People ask me about trolling motors all the time, with frequent questions being what size do I need for my boat, should I get a bow- or rear-mounted model, and how long of a shaft do I need?
Trolling motors have advanced significantly over the years. Early models ran on 12-volt systems with 28- or 36-pound thrust power. Today, serious anglers run 24- or 36-volt systems that run off two or three deep cycle batteries.
The Minn Kota Fortrex motor on the front of my boat has 101 pounds of thrust, has a 62” shaft, and runs on a 36-volt system. I honestly can tell you that I can hold my boat in any kind of weather conditions and I have not had dead batteries in years because of the top-notch Optima D31 batteries I use.
On the rear of my boat I have a Minn Kota Vantage motor that runs like a tiller motor. It has 101 pounds of thrust, as well.
I use my bow-mount motor for most fishing situations I’m faced with. Anytime you are casting or working a section of shoreline, a bow-mounted motor allows you to easily follow the contour of shoreline and manoeuvre the boat around.
If I am guiding or fishing for walleyes on a hump in the middle of the lake, where we are fishing vertically under the boat, then I’ll use the stern-mounted motor because it is very effective at holding the boat in one position.
I also have Wave Wackers on the rear of my boat to stop waves from crashing over the back of the boat in rough conditions.
When it comes to choosing a motor for your boat, you always should try to buy the most powerful one you can afford.
Though not all boats are set up to handle a 36-volt system, which involves three batteries, it is the way to go if you are spending long days on the water in all types of conditions.
Although the raw power is not all that much greater than a 24-volt motor, you just have a lot more juice to last you for a long day with a 36-volt system.
The general rule is boats under 16 feet can run a 12-volt system, which runs on one battery. Boats between 16 and 19 feet should use a 24-volt system while boats 20 feet and greater should use a 36-volt system.

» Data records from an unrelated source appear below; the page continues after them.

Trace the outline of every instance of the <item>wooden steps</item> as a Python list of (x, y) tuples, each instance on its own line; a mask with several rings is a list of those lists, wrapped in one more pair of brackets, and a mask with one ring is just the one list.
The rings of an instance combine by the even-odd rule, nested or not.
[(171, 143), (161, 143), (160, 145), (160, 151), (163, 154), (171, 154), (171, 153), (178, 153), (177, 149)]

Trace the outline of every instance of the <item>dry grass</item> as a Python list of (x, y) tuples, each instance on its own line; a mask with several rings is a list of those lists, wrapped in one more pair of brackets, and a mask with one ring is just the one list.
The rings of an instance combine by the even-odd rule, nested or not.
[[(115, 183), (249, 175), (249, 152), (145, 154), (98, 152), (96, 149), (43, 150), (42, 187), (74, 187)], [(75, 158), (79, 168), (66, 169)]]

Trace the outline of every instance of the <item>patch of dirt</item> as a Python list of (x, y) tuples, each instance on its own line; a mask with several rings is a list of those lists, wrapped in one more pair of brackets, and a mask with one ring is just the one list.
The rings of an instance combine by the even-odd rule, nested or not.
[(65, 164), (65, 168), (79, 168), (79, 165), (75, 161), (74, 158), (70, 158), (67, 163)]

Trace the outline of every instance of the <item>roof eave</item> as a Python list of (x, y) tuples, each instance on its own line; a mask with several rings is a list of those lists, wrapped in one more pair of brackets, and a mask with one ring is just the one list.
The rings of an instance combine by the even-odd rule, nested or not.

Since they come in a variety of lengths, you need to match the length of the motor to the style of boat you have. Low-profile bass boats, for instance, can get away with 42” models.
Larger profile, mid-sized boats should look at 52” models while the high-sided walleye-style boats should consider having 62” models.
I run a 62” model on my boat because I want to have the long shaft in case I’m fishing in windy conditions with big waves so that my motor is not bouncing out of the water.
One of the most recent advancements in technology that has come along related to trolling motors has been the Minn Kota i-Pilot with its spot-lock function.
Some of the Minn Kota bow-mount models have a GPS incorporated into them that allows anglers to hit a button on a remote and it will hold the boat in one spot—regardless of the weather conditions.
For a guide or angler who brings out several people on a trip and has to help with netting fish, taking fish off the hook, or baiting hooks (chores that take them away from the motor), this is a great function.
They also can be set up to troll along a shoreline and keep the boat in one depth. So if the walleyes are in 20 feet of water along a shoreline, you can set the motor to troll at a specific speed and stay in 20 feet of water, which is pretty neat.
A good trolling motor will make your fishing experiences more enjoyable and it will help you catch more fish.
So if it’s time to look for a new one, you probably can find some good end-of-the-season sales over the next couple of months.